The co-chair of the House Progressive Caucus doesn't like once again being shut out of healthcare reform negotiations. Greg Sargent:
A top House progressive, in a statement sent my way, ripped the Dem leadership’s emerging plan to skip the traditional process to merge the House and Senate bills, claiming it will make it even tougher to improve the bill and slamming it for stifling real debate.
The Dem leadership in the House and Senate, according to multiple reports, are mulling this scheme to pass health care, as a way of leapfrogging GOP intentions to block reform with parlimentary tricks. Dem leaders may informally negotiate a compromise between the Senate and House bills, rather than merge them with a formal series of votes subject to GOP obstructionist tactics.
But in a statement, Rep Raul Grijalva, the co-chair of the Congressional Progressive Caucus, criticized the scheme and complained he hadn’t even been consulted yet:
“I am disappointed that there will be no formal conference process by which various constituencies can impact the discussion. I have not been approached about my concerns with the Senate bill, and I will be raising those at the Democratic Caucus meeting on Thursday. I and other progressives saw a conference as a means to improve the bill and have a real debate, and now with this behind-the-scenes approach, we’re concerned even more.”

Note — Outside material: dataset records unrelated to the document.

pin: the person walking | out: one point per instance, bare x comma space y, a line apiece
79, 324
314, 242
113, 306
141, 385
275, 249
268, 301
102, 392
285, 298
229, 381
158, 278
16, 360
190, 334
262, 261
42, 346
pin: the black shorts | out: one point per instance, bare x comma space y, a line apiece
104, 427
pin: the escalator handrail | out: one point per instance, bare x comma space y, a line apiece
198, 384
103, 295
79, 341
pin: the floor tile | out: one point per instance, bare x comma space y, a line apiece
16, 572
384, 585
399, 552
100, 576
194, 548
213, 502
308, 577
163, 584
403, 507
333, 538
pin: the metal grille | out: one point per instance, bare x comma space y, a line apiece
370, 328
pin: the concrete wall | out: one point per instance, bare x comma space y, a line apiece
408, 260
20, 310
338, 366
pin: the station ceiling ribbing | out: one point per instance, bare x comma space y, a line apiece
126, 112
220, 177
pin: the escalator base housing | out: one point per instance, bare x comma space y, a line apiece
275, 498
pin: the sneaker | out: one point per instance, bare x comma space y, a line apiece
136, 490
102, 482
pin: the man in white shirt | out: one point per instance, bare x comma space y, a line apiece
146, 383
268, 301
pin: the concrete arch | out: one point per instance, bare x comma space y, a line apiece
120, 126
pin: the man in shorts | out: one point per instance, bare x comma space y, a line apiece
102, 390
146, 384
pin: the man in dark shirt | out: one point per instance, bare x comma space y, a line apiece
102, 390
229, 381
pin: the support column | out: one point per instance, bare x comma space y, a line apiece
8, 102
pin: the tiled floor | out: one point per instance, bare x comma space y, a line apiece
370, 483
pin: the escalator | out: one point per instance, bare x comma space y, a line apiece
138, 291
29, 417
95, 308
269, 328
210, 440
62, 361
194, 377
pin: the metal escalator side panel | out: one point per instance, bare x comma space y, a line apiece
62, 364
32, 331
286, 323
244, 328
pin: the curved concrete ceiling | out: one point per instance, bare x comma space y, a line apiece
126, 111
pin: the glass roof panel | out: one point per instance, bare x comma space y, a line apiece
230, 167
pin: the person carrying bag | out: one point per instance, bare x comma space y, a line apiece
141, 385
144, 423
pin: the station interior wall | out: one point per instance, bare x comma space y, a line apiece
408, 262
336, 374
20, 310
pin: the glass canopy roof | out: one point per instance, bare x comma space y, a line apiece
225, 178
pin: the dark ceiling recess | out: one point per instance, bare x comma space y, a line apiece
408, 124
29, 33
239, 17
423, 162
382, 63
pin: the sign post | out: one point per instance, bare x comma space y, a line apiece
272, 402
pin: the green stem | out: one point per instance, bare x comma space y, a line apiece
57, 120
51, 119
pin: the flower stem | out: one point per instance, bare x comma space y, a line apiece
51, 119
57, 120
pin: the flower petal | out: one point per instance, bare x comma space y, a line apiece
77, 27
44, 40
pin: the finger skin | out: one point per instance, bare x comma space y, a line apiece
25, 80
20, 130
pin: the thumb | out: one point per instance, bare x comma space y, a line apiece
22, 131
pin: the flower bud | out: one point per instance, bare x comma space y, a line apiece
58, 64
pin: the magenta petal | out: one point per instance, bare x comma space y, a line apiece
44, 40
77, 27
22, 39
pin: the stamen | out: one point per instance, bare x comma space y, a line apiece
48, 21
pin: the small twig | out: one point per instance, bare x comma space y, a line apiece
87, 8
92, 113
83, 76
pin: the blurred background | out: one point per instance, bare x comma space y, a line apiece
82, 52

With Ben Nelson in charge, Grijalva's and the rest of the Democrats--the majority of whom in the House and Senate wanted a much more progressive bill--are going to be left in the dust again. That is, unless they decide that Nelson's coathanger amendment, the lack of a public option, the "Chevy" excise tax, and the cost burden to the middle class in the Senate bill all combine in one old big poison pill that they can't swallow.